J-Moshi - NISHIO Hirokazu's Scrapbox (Auto-translated from Japanese)

J-Moshi

atsumoto_ohashi Japanese real-time spoken dialogue model J-Moshi is now available!

Based on @kyutai_labs' Moshi, it "speaks" and "listens" at the same time like a human.

This is the first model available in Japanese.

Model size is 7B and lightweight, please try it!

Will be presenting at #NLP2025.

https://nu-dialogue.github.io/j-moshi/

takahiroanno The aisle, filler, and cut-ins are so natural and amazing,..!　And this is done in a small 7B!

If we run this on a local machine, we might be able to organize tasks by voice without relying on Advanced Voice.

I'm not sure when this happened, but Advanced Voice now disconnects after about 5 minutes if I leave it on silent, so I can no longer leave it on when I'm working on my computer and use my voice to control it when I think of something.

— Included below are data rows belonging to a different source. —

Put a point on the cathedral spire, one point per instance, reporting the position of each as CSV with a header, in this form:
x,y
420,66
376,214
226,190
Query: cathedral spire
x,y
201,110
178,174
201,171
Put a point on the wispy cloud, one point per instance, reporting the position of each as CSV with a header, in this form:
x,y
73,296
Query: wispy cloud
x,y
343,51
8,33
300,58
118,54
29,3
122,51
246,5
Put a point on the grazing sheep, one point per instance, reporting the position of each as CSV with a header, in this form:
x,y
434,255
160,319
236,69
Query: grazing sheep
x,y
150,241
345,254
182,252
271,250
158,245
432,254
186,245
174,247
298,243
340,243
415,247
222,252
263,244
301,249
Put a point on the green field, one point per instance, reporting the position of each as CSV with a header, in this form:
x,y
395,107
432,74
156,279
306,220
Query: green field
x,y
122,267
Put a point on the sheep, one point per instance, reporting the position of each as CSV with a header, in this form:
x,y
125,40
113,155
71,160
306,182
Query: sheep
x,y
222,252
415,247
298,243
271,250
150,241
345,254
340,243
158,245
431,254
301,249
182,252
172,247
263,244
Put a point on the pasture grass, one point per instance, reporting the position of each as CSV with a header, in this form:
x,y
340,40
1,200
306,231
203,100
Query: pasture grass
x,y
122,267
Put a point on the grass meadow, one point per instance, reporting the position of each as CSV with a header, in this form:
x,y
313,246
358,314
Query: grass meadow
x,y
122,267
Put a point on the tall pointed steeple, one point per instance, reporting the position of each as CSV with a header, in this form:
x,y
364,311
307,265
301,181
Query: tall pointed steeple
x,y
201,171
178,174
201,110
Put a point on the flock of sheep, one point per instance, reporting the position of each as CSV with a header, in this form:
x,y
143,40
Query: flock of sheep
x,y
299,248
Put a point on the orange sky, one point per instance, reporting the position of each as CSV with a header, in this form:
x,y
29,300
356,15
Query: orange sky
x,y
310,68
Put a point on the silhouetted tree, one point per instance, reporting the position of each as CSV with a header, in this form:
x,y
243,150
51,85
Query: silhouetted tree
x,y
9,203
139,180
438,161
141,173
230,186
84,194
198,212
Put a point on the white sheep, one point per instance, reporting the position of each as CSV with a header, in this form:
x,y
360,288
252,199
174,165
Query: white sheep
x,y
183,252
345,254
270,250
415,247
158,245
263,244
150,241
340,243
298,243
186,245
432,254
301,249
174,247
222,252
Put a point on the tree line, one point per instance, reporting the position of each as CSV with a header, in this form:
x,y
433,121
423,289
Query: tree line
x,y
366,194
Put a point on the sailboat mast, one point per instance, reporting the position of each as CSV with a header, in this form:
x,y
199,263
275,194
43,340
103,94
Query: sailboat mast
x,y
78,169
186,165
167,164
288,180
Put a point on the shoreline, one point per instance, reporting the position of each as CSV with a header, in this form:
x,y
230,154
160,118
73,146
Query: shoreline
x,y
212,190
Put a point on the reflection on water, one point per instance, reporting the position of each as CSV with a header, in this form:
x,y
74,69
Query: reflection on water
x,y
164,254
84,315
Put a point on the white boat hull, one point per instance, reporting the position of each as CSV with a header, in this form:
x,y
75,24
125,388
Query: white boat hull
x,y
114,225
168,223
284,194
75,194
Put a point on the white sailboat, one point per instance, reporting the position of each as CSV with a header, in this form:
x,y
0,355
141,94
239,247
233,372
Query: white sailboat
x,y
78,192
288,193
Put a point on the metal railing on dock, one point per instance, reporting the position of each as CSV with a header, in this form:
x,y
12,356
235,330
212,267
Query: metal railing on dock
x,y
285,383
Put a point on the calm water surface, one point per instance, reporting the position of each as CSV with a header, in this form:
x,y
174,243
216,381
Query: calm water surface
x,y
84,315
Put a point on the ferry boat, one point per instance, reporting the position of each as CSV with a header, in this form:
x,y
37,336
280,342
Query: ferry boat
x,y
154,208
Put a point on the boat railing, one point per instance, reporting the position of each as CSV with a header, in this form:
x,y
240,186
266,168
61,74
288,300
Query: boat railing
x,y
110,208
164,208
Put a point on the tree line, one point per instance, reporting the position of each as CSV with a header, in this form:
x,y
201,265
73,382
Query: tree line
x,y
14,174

nu-dialogue/j-moshi: J-Moshi: A Japanese Full-duplex Spoken Dialogue System

J-Moshi is in the prototype stage, and its responses may be unnatural. In addition, since most of J-Moshi's training data is chat dialogues, it cannot generate responses according to the user's instructions.

Uh, I wonder how much this will affect them.

https://x.com/akkikiki/status/1882913953749287288?s=46&t=gkSZtjGEtUZPO0JCzBxCBw

A story about converting it to work on a Mac

2025-01-25

INSTALLING

move as fast as one can

Still in Japanese and free of charge at this time.

Looks like a kukancho.

Not yet able to do useful tasks in conversation

Cannot generate a response according to the user's instructions.". Which means.

---

This page is auto-translated from /nishio/J-Moshi using DeepL. If you looks something interesting but the auto-translated English is not good enough to understand it, feel free to let me know at @nishio_en. I'm very happy to spread my thought to non-Japanese readers.